I confess I had never really heard of the fearsome, primordial entity called Cthulhu before Scott’s Jugglinks on a really funny T-shirt that he bought, “Call of Snoophulhu.” (By the way, that male model with the tousled hair is a total hottie.) I got the Peanuts gag, of course; however, the sublime humor of combining Snoopy with Cthulhu escaped me- until some Pagan Buddies happened to mention “Cthulhu” while we were hanging the other night. “Hey, who is this ‘Cthulhu’ anyways,” I asked. They explained, and even pulled up some pictures for me (“Eew, don’t want to bring him home after the bar,” I thought). Anyway, now I “get” why “Snoopy as Cthulhu” makes an amusing and clever cartoon.
I conducted some research by looking up stuff on Wikipedia, as well as “Cthulhu, Images of” (the following presents a pop-culture representative sampling of interpretations of Cthulhu), all of which stimulates some interesting questions about “invented mythology” (such as, can “invented mythology” be as potent as “real mythology”? How does one distinguish “invented mythology” from “real mythology,” anyways?) More particularly, what intrigues me is the extent to which this fictional creation has taken on a “life of his own”- and the extent to which this frightening and intimidating being is nonetheless interpreted humorously.

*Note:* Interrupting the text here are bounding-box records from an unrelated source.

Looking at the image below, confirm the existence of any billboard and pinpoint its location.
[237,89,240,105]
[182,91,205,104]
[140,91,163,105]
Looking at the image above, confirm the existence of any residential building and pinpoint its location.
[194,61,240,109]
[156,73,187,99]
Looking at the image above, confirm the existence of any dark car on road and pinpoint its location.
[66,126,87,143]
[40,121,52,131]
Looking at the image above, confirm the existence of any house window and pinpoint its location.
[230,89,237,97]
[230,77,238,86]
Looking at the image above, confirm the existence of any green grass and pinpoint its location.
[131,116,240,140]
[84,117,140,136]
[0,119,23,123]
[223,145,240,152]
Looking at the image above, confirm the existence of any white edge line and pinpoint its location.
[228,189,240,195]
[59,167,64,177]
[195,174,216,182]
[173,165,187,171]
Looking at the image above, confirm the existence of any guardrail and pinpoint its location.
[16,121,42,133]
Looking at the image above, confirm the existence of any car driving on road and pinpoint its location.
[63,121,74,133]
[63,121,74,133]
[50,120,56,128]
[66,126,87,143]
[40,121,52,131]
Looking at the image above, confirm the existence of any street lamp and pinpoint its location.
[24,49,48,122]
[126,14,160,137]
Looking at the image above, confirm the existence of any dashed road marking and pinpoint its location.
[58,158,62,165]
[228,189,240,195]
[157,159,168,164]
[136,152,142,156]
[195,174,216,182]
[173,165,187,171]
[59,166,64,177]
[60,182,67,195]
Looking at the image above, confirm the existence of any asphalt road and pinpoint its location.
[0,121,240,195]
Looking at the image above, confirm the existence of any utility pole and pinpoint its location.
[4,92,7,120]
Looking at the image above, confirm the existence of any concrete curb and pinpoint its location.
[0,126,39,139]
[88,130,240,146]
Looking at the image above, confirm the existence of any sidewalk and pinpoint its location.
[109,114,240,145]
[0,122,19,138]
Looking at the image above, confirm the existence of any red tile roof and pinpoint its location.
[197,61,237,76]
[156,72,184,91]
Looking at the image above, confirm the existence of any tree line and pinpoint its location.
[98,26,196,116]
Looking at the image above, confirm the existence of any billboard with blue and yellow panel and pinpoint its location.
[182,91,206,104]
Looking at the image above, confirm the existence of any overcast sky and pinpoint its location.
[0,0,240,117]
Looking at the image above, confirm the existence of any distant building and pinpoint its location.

The “dread Cthulhu” was created by the famous writer of the supernatural H. P. Lovecraft, in a 1920s’ short-story called “The Call of Cthulhu” (explaining the many satiric “takes” on the title). The being was some “ancient-beyond-measure” creature of malevolent intention, currently imprisoned beneath the sea, but whose inevitable liberation would surely spell destruction and misery for humanity. A portion of the world await the prospect with trepidation; while others abandon themselves to the worship of this ancient, terrifying being- who is famously depicted with a pulpy, octopus-head.
Lovecraft went on to construct a fictional mythology around Cthulhu, called “the Cthulhu Mythos,” which expanded elsewhere into popular culture, inspiring role-playing games, films, music, fiction, and television, in an intriguing example of a fictional being invented as a magazine short-story, acquiring a literal mythic proportion of its own. However, for all that Cthulhu represents the terrifyingly primitive aspects of a dim and remote human past- he often is invoked in a quite amusing fashion (seen in the T-shirt cartoon discovered by Scott above), the humor deriving from the juxtaposition between supernatural horror and satiric silliness.
For instance, check out this “take” on the title of Lovecraft’s original story “The Call of Cthulhu”: imagined here as a Dr. Seuss children’s book. Sublime, meet the Ridiculous.
Or this, connecting Cthulhu with Richard Nixon and suggesting a Lovecraftian demon as a political candidate.
But perhaps the most famous (although possibly unconscious) take on the character is the sea-ghost Davy Jones, villain of the Pirates of the Caribbean movie-series- demonstrating that the sub-conscious mind can respond to both horrific fascination, as well as merry-minded foolishness, as long as it can find something provocative enough to stimulate its recesses.